On the Facebook account she holds under the name “Ruby Ruby,” half of Hương’s friends have Korean names. Authorities also found a selfie of Hương wearing a shirt that reads “LOL” on the front, similar to the t-shirt seen in the footage.
2. Police violently attack hundreds marching to Hà Tĩnh province.
On February 14th, a group of around 700 fishermen and women were attacked while travelling from Nghệ An province to Hà Tĩnh province to submit legal complaints against Formosa Plastics due to the fish crisis. The group intended to submit hundreds of individual complaints demanding a total compensation of nearly 20 million US Dollars.
They had walked about 20 km on their way to Hà Tĩnh when they were met with police who attacked the men, women, and children.
Radio Free Asia reports that grenades and tear gas were used to intimidate the people. People captured the conflict on their phones, though police tried to stop them from recording.
Many were injured and hospitalized, according to Amnesty International.
3. Former political prisoner and human rights defender Đang Xuân Diệu testifies at the Geneva Summit.
On February 21st, Đặng Xuân Diệu, a Việt Tân member and human rights defender, spoke to an international audience at the Geneva Summit on Human Rights and Democracy. Diệu was released from prison and exiled to France last month after nearly 6 years in prison.
Diệu spoke to Loa about the emotions he experienced at the summit..
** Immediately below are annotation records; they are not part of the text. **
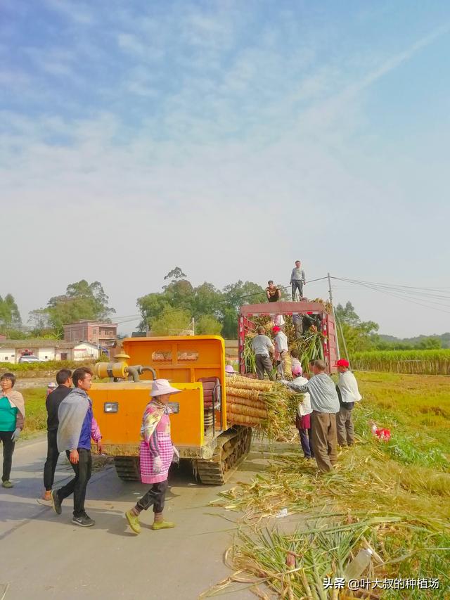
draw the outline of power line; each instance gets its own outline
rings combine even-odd
[[[307,283],[314,283],[316,281],[321,281],[322,280],[326,279],[328,279],[328,278],[327,277],[318,277],[316,279],[309,279]],[[290,284],[288,284],[287,286],[278,286],[278,288],[281,290],[288,289],[290,287]],[[242,295],[242,296],[238,296],[237,298],[236,298],[236,302],[240,302],[243,300],[246,300],[246,299],[250,298],[254,298],[255,296],[260,296],[264,293],[264,291],[263,290],[262,291],[260,291],[260,292],[254,292],[253,293],[251,293],[251,294],[245,294],[245,295]],[[226,305],[229,303],[229,300],[219,300],[217,302],[216,302],[214,306],[217,307],[217,306],[220,306],[221,305]],[[179,307],[178,308],[172,308],[170,310],[167,310],[165,312],[165,314],[172,314],[174,312],[178,312],[179,311],[183,310],[183,309],[184,309],[183,307]],[[136,315],[130,314],[130,315],[128,315],[128,317],[133,317],[133,318],[132,319],[130,318],[129,319],[128,319],[128,318],[127,318],[127,320],[123,320],[123,321],[120,320],[120,318],[119,318],[119,319],[115,319],[115,322],[118,325],[119,324],[122,325],[124,323],[131,323],[134,321],[136,321],[138,319],[142,319],[143,318],[142,314],[136,314]],[[124,317],[124,318],[125,317]]]
[[[423,304],[423,302],[416,302],[414,300],[411,300],[411,298],[406,298],[404,295],[399,295],[399,293],[396,293],[394,290],[391,289],[390,291],[388,291],[387,289],[380,286],[380,284],[371,283],[371,282],[367,282],[367,281],[359,281],[357,280],[347,279],[343,278],[343,277],[335,277],[335,276],[333,276],[333,277],[332,277],[332,279],[338,279],[338,280],[341,281],[347,281],[348,283],[354,283],[355,285],[361,286],[366,288],[368,289],[373,290],[373,291],[376,291],[376,292],[380,292],[380,293],[384,293],[386,295],[392,296],[392,298],[399,298],[399,300],[403,300],[405,302],[409,302],[411,304],[416,304],[418,306],[423,306],[425,308],[431,309],[432,310],[437,310],[439,312],[445,312],[447,314],[450,314],[450,311],[444,310],[443,309],[441,309],[441,308],[437,308],[436,307],[434,307],[434,306],[430,306],[428,304]],[[430,302],[431,302],[431,301],[430,301]]]

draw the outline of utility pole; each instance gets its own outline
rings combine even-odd
[[[335,314],[335,305],[333,303],[333,291],[331,289],[331,277],[330,276],[330,274],[328,273],[328,293],[330,294],[330,302],[331,302],[331,310],[333,311],[333,316],[335,319],[335,331],[336,333],[336,353],[338,354],[338,358],[340,358],[340,352],[339,352],[339,340],[338,335],[338,328],[336,327],[336,315]]]

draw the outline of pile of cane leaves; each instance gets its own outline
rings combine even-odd
[[[373,416],[370,405],[355,409],[356,445],[340,452],[330,474],[318,475],[297,444],[279,445],[264,472],[221,492],[213,504],[239,515],[227,553],[234,573],[210,594],[240,582],[267,600],[450,597],[447,449],[431,432],[416,435],[407,425],[380,442],[371,433]],[[283,509],[293,532],[274,518]],[[363,547],[374,552],[364,577],[435,578],[439,589],[326,589],[324,578],[341,577]]]

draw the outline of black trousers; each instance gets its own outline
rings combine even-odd
[[[167,479],[159,483],[153,483],[148,492],[138,500],[137,507],[141,511],[146,511],[153,504],[154,513],[162,513],[168,485]]]
[[[56,463],[59,458],[59,450],[56,443],[58,431],[47,431],[47,458],[44,466],[44,485],[46,492],[49,492],[55,480]]]
[[[68,458],[70,456],[68,450],[65,451]],[[72,465],[75,472],[75,476],[68,483],[58,490],[58,496],[61,502],[73,494],[73,516],[80,517],[84,513],[84,499],[86,498],[86,488],[87,483],[91,478],[92,470],[92,455],[91,450],[84,448],[78,448],[79,460],[77,464]]]
[[[297,290],[299,295],[300,297],[300,300],[302,300],[302,298],[303,298],[303,281],[301,279],[292,279],[292,301],[295,302],[295,295],[297,293]]]
[[[13,453],[15,443],[13,442],[13,431],[0,431],[0,440],[3,442],[3,475],[2,481],[9,481],[13,464]]]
"Having just gotten out of prison, my body and spirit were okay, but I have to say my body was affected in some way standing in the huge space of the Geneva Summit. It was so official, and the speakers before me were truly impressive. I felt empowered and that the fire inside me had been shining very bright so that I could speak out. In the end, I felt a sense of contentment.
The amount of time I was given to speak was not very long, whereas there are so many issues in Việt Nam that need to be raised. One summit alone cannot cover the breadth of these issues, and especially in one speech, one will never be able to speak of it all."
Now living in Paris, Diệu may speak out freely about the violations of human rights in Việt Nam.
4. Dozens detained for commemorating the anniversary of the Việt Nam-China Border War.
On February 17, people gathered across Việt Nam to commemorate those who lost their lives in the Việt Nam-China border war.
In Sài Gòn, security police took 10 people into custody for trying to participate in a commemoration. The security forces had blocked off the entrance to the statue of Vietnamese military commander Trần Hưng Đạo, where people were expected to gather.
In Hà Nội, over a hundred people showed up to participate at an event by the statue of Emperor Lý Thái Tỗ. Security police stood by as people lit incense and offered flowers. After the ceremony, police began to arrest participants. Unofficial demonstrations are highly restricted in Việt Nam.
Little is known about the 1979 Việt Nam-China border war, when thousands of Chinese soldiers and Vietnamese civilians were killed.
5. Two executives of Vinashinlines company receive death sentence in a corruption scandal
Giang Kim Đạt and Trần Văn Liêm of the state-run shipping company, Vinashinlines, were sentenced to death for embezzlement on February 22nd. The two executives pocketed over 260 billion Vietnamese Đồng, about 11.3 million US Dollars.
According to AFP, before toppling under debt, Vinashin had expanded into real estate and electricity and was seen as a model state-owned enterprise to lead Vietnam on a global stage.
The scandal further fueled public outrage and investor fears over rampant corruption among the state-run sector.